I didn't even want to go to Abbey Road. Who's ever recorded anything there, eh? Eh? Come on. For goodness' sake.

Five-thirty in the god damn morning.

Still, Ed knocked on the door of the Phoria house looking chipper. Sez rolled out in the way that he does, all silky hair and a distinct focus on 'breakfast time'. Trewin, as usual, was full of beans – throwing van keys in the air and what-not as he talks to you.

I slept through the A27, needing a tea.

London traffic. A sea of cars sitting dead in the shitty morning sun. Everyone beeping and sitting perfectly motionless, except for the people adjusting their hair or their make-up.
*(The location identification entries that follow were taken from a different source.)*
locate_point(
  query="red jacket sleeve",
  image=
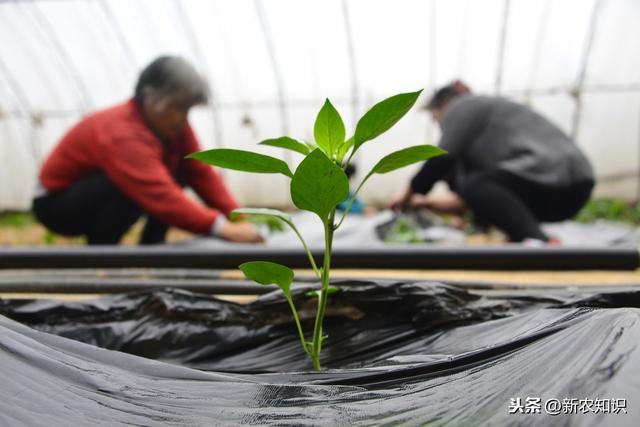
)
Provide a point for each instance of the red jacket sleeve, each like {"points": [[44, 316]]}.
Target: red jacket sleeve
{"points": [[205, 180], [134, 164]]}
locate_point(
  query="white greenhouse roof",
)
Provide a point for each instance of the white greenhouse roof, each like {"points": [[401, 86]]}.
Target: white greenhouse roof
{"points": [[271, 63]]}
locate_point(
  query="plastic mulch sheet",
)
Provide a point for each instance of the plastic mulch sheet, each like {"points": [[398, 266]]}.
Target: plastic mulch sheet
{"points": [[397, 354]]}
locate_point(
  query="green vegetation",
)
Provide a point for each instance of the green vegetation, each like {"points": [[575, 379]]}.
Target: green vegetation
{"points": [[17, 219], [611, 210], [318, 185]]}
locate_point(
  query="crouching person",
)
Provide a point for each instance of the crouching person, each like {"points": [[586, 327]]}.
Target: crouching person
{"points": [[126, 161]]}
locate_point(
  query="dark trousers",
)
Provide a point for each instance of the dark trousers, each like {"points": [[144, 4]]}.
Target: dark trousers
{"points": [[517, 206], [94, 207]]}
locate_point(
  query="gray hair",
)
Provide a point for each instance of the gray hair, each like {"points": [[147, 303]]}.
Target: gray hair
{"points": [[171, 77]]}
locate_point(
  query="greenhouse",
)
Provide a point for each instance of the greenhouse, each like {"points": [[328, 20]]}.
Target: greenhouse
{"points": [[343, 212]]}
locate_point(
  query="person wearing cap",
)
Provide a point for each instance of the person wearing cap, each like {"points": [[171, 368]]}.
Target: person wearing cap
{"points": [[126, 161], [507, 164]]}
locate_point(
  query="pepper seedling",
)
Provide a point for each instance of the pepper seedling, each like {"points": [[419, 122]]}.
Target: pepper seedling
{"points": [[319, 184]]}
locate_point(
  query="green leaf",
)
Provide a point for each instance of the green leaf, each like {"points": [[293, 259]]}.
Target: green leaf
{"points": [[344, 148], [405, 157], [329, 129], [269, 273], [242, 160], [319, 185], [382, 116], [288, 144]]}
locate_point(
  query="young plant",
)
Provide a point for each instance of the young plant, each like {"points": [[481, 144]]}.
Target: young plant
{"points": [[318, 185]]}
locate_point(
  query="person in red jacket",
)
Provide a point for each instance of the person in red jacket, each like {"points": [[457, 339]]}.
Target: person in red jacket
{"points": [[126, 161]]}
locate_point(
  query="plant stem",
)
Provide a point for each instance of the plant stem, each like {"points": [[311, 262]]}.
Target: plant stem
{"points": [[297, 319], [351, 200], [322, 301], [306, 249]]}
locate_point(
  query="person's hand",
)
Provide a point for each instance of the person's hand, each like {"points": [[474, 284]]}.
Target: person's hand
{"points": [[240, 232], [448, 203], [401, 202]]}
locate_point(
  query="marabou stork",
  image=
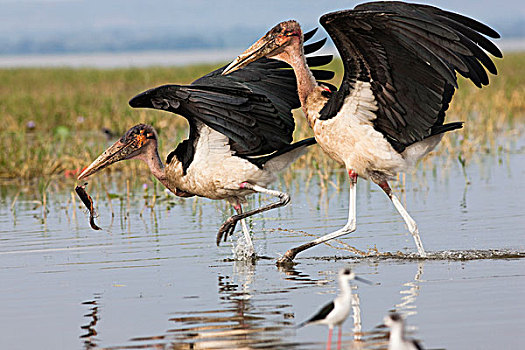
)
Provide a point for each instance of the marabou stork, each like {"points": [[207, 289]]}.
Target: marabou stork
{"points": [[397, 339], [241, 127], [335, 312], [400, 62]]}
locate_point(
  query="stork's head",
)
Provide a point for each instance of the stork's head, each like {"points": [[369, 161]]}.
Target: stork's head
{"points": [[273, 45], [137, 143]]}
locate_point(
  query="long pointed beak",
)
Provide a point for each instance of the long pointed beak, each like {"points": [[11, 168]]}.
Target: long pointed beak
{"points": [[261, 48], [118, 151], [360, 279]]}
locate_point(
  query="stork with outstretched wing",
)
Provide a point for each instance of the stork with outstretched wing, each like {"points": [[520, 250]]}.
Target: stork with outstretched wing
{"points": [[240, 135], [400, 62]]}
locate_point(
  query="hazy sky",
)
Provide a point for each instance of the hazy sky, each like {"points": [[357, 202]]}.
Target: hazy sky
{"points": [[37, 16]]}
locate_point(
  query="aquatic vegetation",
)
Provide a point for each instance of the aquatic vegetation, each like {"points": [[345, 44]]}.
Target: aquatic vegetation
{"points": [[57, 120]]}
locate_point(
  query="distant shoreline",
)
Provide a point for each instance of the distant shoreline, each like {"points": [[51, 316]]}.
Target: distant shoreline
{"points": [[107, 60]]}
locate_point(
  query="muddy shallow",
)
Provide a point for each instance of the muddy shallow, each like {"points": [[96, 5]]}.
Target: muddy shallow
{"points": [[155, 279]]}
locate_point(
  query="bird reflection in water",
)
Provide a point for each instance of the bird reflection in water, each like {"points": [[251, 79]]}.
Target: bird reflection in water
{"points": [[89, 337]]}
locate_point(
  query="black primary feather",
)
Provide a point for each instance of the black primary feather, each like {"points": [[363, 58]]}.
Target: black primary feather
{"points": [[320, 315], [410, 54], [251, 106]]}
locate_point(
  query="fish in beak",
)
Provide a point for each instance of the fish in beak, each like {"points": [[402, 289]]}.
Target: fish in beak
{"points": [[269, 45], [126, 148]]}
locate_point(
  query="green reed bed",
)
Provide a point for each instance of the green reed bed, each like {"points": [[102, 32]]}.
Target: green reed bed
{"points": [[53, 118]]}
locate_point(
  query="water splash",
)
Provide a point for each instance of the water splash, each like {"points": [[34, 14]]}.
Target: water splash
{"points": [[451, 255]]}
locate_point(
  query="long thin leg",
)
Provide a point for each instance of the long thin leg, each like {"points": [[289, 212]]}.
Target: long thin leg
{"points": [[339, 338], [411, 224], [348, 228], [356, 308], [229, 225], [329, 342], [245, 230]]}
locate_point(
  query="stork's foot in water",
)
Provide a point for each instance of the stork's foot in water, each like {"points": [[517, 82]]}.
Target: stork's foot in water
{"points": [[287, 258], [226, 229]]}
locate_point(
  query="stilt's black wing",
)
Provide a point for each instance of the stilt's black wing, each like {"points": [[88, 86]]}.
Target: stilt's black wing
{"points": [[321, 315], [410, 54], [252, 106]]}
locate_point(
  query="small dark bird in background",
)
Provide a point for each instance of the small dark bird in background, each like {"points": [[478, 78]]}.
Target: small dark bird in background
{"points": [[397, 340], [336, 312]]}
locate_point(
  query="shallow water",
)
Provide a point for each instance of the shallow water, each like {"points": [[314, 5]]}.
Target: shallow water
{"points": [[155, 279]]}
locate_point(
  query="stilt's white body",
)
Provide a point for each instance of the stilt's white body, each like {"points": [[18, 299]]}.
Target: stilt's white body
{"points": [[397, 340]]}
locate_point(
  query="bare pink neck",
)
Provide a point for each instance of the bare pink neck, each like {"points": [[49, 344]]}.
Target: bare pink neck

Seryn.

So, traffic – which is what happens when you flood an inlet – and then bundling across the pavement like a wagon in the wild west. In through the out gate. Honestly. And who says rock and roll is dead?

We slither out, excitable but...focussed.

Sign in at reception. Sign in for your session at Abbey Road.

'Yes , Hi. We're here for the session with x at Studio three.'

Mmmm.

And then we're in! Skipping down the halls, as you do, into the first open door. All dark and wood. All deep red rug and dead headspace. The peace of the treated walls hits you in the chest. A meet and greet, suddenly. The students we'd be working with. This was all set up by Berkeley, Boston. It's their session, but they pretend it's ours.

Handshakes. 'Hello.'

They're all clean. I slept in Jeb's bed (his presence in all but scent is regrettably ommitted from this story), and am who I am, so you can imagine how I felt. I'd just been in the back of a stinking van after a four-thirty start, so how do you think I was? Why did I suddenly have to face fifteen or so grinning Americans?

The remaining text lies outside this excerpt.